Judge to Decide Officer’s Fate in Daniel Ficker Case
PARMA, Ohio — A Cuyahoga County judge will decide whether a Cleveland police officer is guilty of dereliction of duty in connection with the shooting death of a Parma man over last year’s Fourth of July holiday.
David Mindek, 41, is accused of failing to stop a fight between Cleveland patrolman Matthew Craska and Daniel Ficker, 27. Ficker was shot to death by Craska; a grand jury cleared the officer of any wrongdoing.
“There are rules that exist to protect the public,” Assistant Prosecuting Attorney Brian McDonough told Judge Robert McClelland, “Every officer has rules to follow; if those rules aren’t followed people can get killed.”
The two officers had been waiting for Ficker and his fiancée, Tiffany Urbach, to return to their Parma home shortly before midnight on July 3, 2011. The couple had attended a birthday party at Mindek’s house earlier in the day. Ficker’s fiancée and officer Mindek’s wife are cousins; Mrs. Mindek told her husband Ficker stole jewelry from their home and the officers drove to Parma to question him about it.
“You’ll hear evidence that Officer Mindek broke that rule by not engaging, by being more of a referee than by a partner,” said McDonough.
The assistant county prosecutor described a violent fight between Ficker and Officer Craska that left the officer dazed and close to passing out.
“Daniel Ficker, in a scissors position, a scissor lock, is choking out Officer Craska,” McDonough told the judge, “And officer Craska is shouting out to Officer Mindek, help, help, he’s choking me.”

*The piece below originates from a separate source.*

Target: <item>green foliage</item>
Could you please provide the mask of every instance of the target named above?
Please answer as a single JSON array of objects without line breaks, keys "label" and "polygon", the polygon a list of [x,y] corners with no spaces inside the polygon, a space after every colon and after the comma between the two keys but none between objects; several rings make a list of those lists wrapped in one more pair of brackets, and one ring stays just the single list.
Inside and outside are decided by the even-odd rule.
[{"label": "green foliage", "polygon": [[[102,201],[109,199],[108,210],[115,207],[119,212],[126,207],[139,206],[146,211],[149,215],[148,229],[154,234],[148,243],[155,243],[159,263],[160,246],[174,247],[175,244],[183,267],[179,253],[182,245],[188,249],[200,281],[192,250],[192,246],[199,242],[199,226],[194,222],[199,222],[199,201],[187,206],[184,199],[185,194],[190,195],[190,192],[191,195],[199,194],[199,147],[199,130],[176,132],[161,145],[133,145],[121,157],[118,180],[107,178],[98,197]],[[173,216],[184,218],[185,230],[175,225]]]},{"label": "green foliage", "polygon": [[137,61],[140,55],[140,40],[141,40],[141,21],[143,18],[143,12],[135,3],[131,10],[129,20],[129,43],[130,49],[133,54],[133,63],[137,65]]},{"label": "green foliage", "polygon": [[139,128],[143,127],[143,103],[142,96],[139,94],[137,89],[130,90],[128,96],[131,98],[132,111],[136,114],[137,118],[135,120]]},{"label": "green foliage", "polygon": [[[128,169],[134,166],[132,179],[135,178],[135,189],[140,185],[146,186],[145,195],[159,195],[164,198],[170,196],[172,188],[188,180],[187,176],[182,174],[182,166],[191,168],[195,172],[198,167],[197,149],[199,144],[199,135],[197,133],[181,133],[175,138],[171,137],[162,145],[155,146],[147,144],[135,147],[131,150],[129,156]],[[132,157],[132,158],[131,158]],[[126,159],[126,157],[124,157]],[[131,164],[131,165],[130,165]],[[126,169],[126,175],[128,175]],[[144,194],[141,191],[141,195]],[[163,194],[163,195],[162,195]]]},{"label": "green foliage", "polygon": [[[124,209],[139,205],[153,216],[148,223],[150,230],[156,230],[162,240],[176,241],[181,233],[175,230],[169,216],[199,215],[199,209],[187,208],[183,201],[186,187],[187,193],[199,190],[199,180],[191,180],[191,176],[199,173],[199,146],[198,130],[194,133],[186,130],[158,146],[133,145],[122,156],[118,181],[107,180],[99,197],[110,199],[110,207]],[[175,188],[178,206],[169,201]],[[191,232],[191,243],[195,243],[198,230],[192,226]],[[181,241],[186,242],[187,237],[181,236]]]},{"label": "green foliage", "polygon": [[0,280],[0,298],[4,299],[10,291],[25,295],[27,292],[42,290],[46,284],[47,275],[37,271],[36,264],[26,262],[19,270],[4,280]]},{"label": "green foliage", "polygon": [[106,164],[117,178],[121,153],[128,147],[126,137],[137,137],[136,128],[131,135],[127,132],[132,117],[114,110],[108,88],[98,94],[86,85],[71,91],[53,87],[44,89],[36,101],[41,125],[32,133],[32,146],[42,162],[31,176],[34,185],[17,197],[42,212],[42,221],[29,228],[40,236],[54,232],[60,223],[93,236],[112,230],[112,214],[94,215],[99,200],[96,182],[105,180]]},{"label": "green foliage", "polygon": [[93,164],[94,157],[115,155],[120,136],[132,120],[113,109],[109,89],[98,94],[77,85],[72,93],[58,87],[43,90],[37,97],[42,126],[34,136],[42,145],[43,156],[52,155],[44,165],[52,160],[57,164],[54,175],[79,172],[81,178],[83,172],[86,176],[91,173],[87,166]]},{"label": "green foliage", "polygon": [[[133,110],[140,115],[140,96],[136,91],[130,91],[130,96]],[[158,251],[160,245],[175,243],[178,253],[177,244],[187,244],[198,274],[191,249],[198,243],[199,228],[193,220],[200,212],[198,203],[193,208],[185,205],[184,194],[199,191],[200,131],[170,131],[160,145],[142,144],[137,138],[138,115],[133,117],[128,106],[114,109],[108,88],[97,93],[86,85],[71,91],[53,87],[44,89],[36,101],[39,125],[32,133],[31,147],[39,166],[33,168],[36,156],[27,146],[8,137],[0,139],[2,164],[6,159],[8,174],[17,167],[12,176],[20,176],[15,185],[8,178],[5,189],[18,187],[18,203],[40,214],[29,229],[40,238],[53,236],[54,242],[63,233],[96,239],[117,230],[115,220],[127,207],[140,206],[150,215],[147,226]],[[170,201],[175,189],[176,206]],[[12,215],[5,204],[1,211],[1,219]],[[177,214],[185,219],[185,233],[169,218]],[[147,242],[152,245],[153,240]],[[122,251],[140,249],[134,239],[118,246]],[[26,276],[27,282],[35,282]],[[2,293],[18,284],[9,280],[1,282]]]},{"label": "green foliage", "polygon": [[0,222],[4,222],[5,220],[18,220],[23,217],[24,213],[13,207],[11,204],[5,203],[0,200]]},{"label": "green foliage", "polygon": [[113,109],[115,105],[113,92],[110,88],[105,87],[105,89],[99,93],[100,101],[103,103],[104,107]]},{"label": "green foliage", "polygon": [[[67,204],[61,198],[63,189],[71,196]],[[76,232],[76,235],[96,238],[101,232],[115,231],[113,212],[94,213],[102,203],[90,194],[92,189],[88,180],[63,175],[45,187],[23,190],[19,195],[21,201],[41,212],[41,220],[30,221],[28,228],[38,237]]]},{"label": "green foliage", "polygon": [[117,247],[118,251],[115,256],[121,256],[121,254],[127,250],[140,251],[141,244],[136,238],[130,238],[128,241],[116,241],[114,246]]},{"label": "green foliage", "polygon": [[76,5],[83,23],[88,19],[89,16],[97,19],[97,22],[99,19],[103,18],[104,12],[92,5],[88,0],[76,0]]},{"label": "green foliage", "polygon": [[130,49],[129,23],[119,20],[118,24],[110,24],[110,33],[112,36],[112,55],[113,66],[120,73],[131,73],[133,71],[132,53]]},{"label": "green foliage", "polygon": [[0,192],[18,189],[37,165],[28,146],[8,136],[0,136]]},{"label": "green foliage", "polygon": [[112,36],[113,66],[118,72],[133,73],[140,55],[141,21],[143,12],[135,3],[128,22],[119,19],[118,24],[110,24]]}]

Attorney Pat D’Angelo, who represents the Cleveland Police Patrolmen’s Association, offered a different view of what happened that night. He told Judge McClelland that Mindek did the best he could to manage an out of control situation, including pulling Ficker’s legs from Craska’s throat.
“In photographs, your honor, you will see there is blood on the shirt of Officer Mindek, the person they claim didn’t do anything,” said D’Angelo.
The defense attorney also said his client took a conservative approach to helping his partner in an effort to prevent the situation from escalating.
“Your honor, the law does not impose super human capabilities and obligations on police officers to prevent criminal acts that are rapidly unfolding,” said D’Angelo.
A neighbor who witnessed part of what happened that night testified he saw Mindek running away from the scene after Ficker was shot.
Officer Craska is expected to take the witness stand on Tuesday.